- Associated Press - Wednesday, April 13, 2016

LANSING, Mich. (AP) - About two dozen environmental groups and tribes allege in a letter sent to Gov. Rick Snyder and other state officials that an Enbridge pipeline running through the Straits of Mackinac violates state and federal law.

Twenty-two groups signed the letter and released it to media on Wednesday, following a news teleconference in which they alleged the pipeline also violates a 60-year-old state easement because of certain defects like not being thick enough in some areas and not having wooden slats underneath the pipe, which they claim have rotted away.

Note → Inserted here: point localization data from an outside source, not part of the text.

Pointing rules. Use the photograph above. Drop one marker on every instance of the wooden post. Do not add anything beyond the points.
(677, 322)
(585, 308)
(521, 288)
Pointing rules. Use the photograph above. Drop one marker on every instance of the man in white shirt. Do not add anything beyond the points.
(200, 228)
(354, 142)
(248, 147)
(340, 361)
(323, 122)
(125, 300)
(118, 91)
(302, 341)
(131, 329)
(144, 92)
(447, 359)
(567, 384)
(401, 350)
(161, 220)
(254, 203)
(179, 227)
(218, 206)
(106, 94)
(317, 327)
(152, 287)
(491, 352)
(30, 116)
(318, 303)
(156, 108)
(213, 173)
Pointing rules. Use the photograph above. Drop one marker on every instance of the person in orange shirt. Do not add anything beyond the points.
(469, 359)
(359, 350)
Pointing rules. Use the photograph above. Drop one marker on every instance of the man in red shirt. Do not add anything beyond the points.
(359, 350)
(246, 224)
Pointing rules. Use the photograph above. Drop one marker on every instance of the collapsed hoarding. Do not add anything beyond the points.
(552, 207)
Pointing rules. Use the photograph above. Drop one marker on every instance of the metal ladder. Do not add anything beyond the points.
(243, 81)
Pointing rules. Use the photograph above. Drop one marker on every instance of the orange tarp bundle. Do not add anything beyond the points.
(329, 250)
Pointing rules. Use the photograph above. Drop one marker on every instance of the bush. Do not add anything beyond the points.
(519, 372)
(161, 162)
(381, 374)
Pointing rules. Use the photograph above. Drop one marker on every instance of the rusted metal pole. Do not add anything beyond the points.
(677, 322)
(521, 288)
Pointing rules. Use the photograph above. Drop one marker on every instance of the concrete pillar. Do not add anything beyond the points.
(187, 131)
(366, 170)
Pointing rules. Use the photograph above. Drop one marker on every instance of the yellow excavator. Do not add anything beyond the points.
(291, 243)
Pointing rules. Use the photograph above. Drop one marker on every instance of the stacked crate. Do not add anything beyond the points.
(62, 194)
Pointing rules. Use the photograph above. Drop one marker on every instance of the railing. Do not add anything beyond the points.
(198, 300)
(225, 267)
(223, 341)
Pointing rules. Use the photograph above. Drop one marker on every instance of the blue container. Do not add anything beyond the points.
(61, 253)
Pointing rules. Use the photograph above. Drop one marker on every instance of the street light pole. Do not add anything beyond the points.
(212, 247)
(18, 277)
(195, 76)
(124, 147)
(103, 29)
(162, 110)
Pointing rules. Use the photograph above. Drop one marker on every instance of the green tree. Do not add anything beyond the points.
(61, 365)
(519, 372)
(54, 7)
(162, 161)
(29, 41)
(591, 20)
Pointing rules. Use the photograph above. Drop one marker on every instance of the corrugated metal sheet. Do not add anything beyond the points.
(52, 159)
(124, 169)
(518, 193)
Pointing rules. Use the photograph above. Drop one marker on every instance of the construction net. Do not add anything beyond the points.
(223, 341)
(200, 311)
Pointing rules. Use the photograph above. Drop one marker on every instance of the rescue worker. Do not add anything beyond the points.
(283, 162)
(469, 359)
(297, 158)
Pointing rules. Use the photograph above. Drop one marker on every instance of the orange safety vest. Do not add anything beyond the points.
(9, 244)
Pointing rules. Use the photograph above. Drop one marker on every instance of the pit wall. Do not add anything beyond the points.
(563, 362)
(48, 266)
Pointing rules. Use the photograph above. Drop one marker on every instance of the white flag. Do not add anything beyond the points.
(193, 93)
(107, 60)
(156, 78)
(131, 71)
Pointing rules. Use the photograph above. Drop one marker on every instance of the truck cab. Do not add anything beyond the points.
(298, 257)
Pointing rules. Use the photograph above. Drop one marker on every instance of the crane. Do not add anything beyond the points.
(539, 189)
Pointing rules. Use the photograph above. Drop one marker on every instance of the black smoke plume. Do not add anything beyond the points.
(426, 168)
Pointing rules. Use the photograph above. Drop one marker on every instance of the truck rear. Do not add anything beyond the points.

Liz Kirkwood, executive director of environmental advocacy group For Love of Water, said it is clear Enbridge is violating eight provisions of the state easement, and that the company will be unable to fix the alleged violations in the 90-day period “stipulated by the easement” because they are inherent to the pipe’s engineering. The groups are calling on the state to terminate the easement allowing the company to use the pipeline.

Michigan Attorney General spokeswoman Andrea Bitely said the letter is “under review,” and that the office is “actively working with the taskforce to get all needed studies done as soon as possible.”

Melanie Brown, a spokeswoman for the state Department of Environmental Quality, did not return a message seeking comment Wednesday morning.

Enbridge spokesman Ryan Duffy said the company is in full compliance with state and federal laws and easement requirements, and that the environmental groups are simply “sensationalizing” and taking out of context certain information that the company voluntarily disclosed on its website.

Duffy called the claims “scare tactics” that “only serve to create a climate of concern and uncertainty on a pipeline that has safely operated across the Straits since its installation.”

He said the pipeline is not too thin in certain areas, although he said “there are a few … anomalies,” describing variations in the metal that look “kind of like a birthmark.”

The groups have no plans to take legal action, but they are standing by their claims.

“To say that Enbridge is in compliance with all of the legal requirements of the easement is not true,” Kirkwood told The Associated Press

A state task force last year proposed independent analyses of risks posed by the twin pipelines operated by Enbridge. The lines carry about 23 million gallons of oil daily beneath the straits, where Lakes Huron and Michigan meet.